Hello all, the Welsh weather has decided to play nice, not enough to get out on the boat, but nice.

Fired up the grill, ( it aint a smoker, temps way to high with vents closed) Followed up on Jeffs email with pulled pork stuffed burgers.

Kind of followed it, added my own bits.













WP_20150623_16_24_39_Pro.jpg



__ osprey2
__ Jun 23, 2015






As above tried to keep temp at 250f, open/ close lid AFTER Smoke of about an hour of hickory and plum.

Pulled at 170f, a little overdone, but great all the same.

Chicken was done with a Barts lemon and sweet pepper rub and was done to a T.













WP_20150623_18_03_02_Pro.jpg



__ osprey2
__ Jun 23, 2015






Served with buttered minted new potatoes, and a salad done on the evil thing.

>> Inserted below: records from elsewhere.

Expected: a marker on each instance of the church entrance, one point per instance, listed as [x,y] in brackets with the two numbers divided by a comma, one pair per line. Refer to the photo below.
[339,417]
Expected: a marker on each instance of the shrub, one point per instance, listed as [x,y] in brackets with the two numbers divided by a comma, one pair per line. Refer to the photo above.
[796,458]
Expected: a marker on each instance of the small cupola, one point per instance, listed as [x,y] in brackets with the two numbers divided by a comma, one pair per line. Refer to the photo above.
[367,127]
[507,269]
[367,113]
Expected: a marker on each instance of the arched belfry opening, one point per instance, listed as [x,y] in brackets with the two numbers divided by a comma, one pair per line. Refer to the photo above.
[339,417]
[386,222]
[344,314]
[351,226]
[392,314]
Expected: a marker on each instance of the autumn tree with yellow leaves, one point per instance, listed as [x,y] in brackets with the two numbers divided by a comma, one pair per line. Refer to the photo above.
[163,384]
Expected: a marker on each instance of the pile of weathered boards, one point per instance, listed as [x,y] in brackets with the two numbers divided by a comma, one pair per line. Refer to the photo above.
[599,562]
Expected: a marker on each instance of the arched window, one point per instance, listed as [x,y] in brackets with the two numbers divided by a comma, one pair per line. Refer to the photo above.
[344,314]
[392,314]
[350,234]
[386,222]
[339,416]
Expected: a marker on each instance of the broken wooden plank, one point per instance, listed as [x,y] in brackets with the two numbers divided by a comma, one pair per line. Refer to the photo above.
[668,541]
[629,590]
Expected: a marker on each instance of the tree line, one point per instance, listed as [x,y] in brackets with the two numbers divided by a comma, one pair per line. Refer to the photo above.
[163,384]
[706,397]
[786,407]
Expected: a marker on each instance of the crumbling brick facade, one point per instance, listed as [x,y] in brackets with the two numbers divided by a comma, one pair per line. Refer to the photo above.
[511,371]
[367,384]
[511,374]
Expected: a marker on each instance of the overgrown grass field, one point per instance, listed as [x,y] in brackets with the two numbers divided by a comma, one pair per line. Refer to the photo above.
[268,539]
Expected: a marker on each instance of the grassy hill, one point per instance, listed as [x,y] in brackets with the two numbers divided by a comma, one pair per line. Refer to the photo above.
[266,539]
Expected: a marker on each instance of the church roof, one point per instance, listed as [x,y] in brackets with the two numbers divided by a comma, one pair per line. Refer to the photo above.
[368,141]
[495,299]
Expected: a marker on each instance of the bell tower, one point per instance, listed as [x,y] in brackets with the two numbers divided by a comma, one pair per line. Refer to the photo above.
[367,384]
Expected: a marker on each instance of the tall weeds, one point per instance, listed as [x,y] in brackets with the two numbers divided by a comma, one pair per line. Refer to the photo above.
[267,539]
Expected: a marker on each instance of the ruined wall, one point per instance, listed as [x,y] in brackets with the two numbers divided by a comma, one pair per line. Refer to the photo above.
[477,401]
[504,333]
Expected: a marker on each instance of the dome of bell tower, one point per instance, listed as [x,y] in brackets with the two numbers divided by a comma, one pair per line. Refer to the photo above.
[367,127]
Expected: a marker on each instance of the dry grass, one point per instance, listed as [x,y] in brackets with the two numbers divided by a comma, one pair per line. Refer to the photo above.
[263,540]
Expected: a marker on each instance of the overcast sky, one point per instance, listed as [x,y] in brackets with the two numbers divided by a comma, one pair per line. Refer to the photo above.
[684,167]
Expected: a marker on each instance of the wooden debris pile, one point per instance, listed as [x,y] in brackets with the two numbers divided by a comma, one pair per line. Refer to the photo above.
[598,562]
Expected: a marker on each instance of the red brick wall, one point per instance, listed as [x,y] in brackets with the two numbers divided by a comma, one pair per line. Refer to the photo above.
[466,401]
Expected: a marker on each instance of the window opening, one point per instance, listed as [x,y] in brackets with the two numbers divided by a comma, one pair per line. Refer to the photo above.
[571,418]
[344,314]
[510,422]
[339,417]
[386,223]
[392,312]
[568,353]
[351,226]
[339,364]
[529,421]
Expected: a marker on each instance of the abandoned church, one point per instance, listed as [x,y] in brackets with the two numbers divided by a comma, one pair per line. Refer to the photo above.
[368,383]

Happy to report, no fingers were harmed in this episode !


----------



## smokin monkey (Jun 23, 2015)

Good looking food there Osprey!

Well that's it now for the Welsh Summer, you've had your day!  [emoji]128515[/emoji]


----------



## osprey2 (Jun 23, 2015)

Smokin Monkey said:


> Good looking food there Osprey!
> 
> Well that's it now for the Welsh Summer, you've had your day! [emoji]128515[/emoji]


Thanks for jinxing it, rain Friday !!

I got a cat called Harvey monkey, any relation ?


----------



## smokin monkey (Jun 23, 2015)

image.jpg



__ smokin monkey
__ Jun 23, 2015






Any Likeness?


----------



## osprey2 (Jun 23, 2015)

Smokin Monkey said:


> image.jpg
> 
> 
> 
> ...


Distant cousin perhaps ?


----------



## kc5tpy (Jun 26, 2015)

Looking great Dave.  Keep Smokin!

Danny


----------